Probably the earliest illustration of cricket we have. One of a group of designs used as a decorative border. Also used on dinner services, jugs, etc.

Here the image is reversed and used in the Arms of Shrewsbury


1744 – A Little Pretty Pocket-Book

From A Little Pretty Pocket-Book, intended for the Amusement of Little Master Tommy and Pretty Miss Polly with Two Letters from Jack the Giant Killer – a 1744 children’s book by British publisher John Newbery.


1744 – His House and School – John Stedman

School boys are playing cricket in a fenced-off yard. School master and the artist are seated in the foreground. Low, wide wicket.


1770 ? – Cricket at the Free School, Maidstone – William Jefferys

Maidstone was one of the early centres of cricket and provoked Puritanical outrage in the middle of the Seventeenth Century.

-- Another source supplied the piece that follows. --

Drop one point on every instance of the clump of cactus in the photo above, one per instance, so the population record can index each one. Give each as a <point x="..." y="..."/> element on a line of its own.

1771 – A Cricket Scene at Harrow School – Henry Walton

This painting is as much about the game as about the three sitters in the foreground: a professionally made bat of correct proportion, a worn ‘pitch’, a hat to stop the ball, ‘suitable’ dress and distant figures describing the act of bowling. The grip of the batter, however, seems to lack commitment, and the keeper is not concentrating on the task at hand.

The three principal sitters are the Mason brothers of Necton Hall, Norfolk, with Ambrose Humphrys, a family friend and patron of the painter. John Mason (aged 14) is batting, and William Mason (aged 10) is behind the stumps; on the right in the background is Harrow-on-the-Hill.


1777 – Children Cricketers Printing Block – J Marshall & Co

Black, carved wood printing block. Depicts four children, one holding a hoop, one tossing a ball, one with a shoulderless cricket bat over his shoulder and one holding a ball and a cricket bat.


1780 – Carmalt School, Putney – James Miller

Camalt School, Putney


1780 – Charterhouse School

A general view of the school where boys playing cricket can be seen. Charterhouse of one of the important cricket-playing schools of the Eighteenth Century.


1789 – The Darkening Green – William Blake

An illustration by Blake for his poem The Echoing Green. It is time for the boys and girls to end their play.